XML Advanced Electronic Signatures [XAdES] extensions to xmldsig signatures MAY<32> be present in either binary or ECMA-376 documents [ECMA-376] when using xmldsig signatures. XAdES-EPES through XAdES-X-L extensions are specified within a signature. Unless otherwise specified, any optional elements as specified in [XAdES] are ignored.

The Object element containing the information as specified in [XAdES] has a number of optional elements, and many of the elements have more than one method specified. A document compliant with this file format uses the following options:

  • The SignedSignatureProperties element MUST contain a SigningCertificate property as specified in [XAdES] section 7.2.2.

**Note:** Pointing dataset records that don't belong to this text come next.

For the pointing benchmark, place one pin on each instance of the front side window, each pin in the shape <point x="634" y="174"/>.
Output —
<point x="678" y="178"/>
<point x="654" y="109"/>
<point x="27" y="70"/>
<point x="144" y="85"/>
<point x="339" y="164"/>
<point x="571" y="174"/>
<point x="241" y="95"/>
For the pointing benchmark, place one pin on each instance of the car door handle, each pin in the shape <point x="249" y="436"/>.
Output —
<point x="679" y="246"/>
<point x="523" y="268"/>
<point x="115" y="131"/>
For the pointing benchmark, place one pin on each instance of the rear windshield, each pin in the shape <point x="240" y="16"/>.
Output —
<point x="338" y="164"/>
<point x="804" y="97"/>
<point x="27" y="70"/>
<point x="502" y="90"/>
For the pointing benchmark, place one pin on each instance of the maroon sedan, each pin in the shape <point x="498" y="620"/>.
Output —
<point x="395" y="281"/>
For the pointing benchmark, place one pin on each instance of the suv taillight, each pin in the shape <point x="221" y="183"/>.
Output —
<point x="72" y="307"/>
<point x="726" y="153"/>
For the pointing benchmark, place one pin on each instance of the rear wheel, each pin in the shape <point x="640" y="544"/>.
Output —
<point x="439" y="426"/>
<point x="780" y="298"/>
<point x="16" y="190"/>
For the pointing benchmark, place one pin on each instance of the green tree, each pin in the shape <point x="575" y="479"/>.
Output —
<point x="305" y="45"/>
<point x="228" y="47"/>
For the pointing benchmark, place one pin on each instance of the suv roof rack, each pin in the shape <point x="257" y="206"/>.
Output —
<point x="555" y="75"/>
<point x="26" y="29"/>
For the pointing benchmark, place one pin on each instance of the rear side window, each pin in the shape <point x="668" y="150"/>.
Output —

  • A SigningTime element MUST be present as specified in [XAdES] section 7.2.1.

  • A SignaturePolicyIdentifier element MUST be present as specified in [XAdES] section 7.2.3.

  • If the information as specified in [XAdES] contains a time stamp as specified by the requirements for XAdES-T, the time stamp information MUST be specified as an EncapsulatedTimeStamp element containing DER encoded ASN.1. data.

  • If the information as specified in [XAdES] contains references to validation data, the certificates used in the certificate chain, except for the signing certificate, MUST be contained within the CompleteCertificateRefs element as specified in [XAdES] section 7.4.1. In addition, for the signature to be considered a well-formed XAdES-C signature, a CompleteRevocationRefs element MUST be present, as specified in [XAdES] section 7.4.2.

  • If the information as specified in [XAdES] contains time stamps on references to validation data, the SigAndRefsTimestamp element as specified in [XAdES] section 7.5.1 and [XAdES] section 7.5.1.1 MUST be used. The SigAndRefsTimestamp element MUST specify the time stamp information as an EncapsulatedTimeStamp element containing DER encoded ASN.1. data.

  • If the information as specified in [XAdES] contains properties for data validation values, the CertificateValues and RevocationValues elements MUST be constructed as specified in [XAdES] section 7.6.1 and [XAdES] section 7.6.2. Except for the signing certificate, all certificates used in the validation chain MUST be entered into the CertificateValues element.

There MUST be a Reference element specifying the digest of the SignedProperties element, as specified in [XAdES], section 6.2.1. A Reference element is placed in one of two parent elements, as specified in [XMLDSig]:

  • The SignedInfo element of the top-level Signature XML.

  • A Manifest element contained within an Object element.

A document compliant with this file format SHOULD<33> place the Reference element specifying the digest of the SignedProperties element within the SignedInfo element. If the Reference element is instead placed in a Manifest element, the containing Object element MUST have an id attribute set to "idXAdESReferenceObject".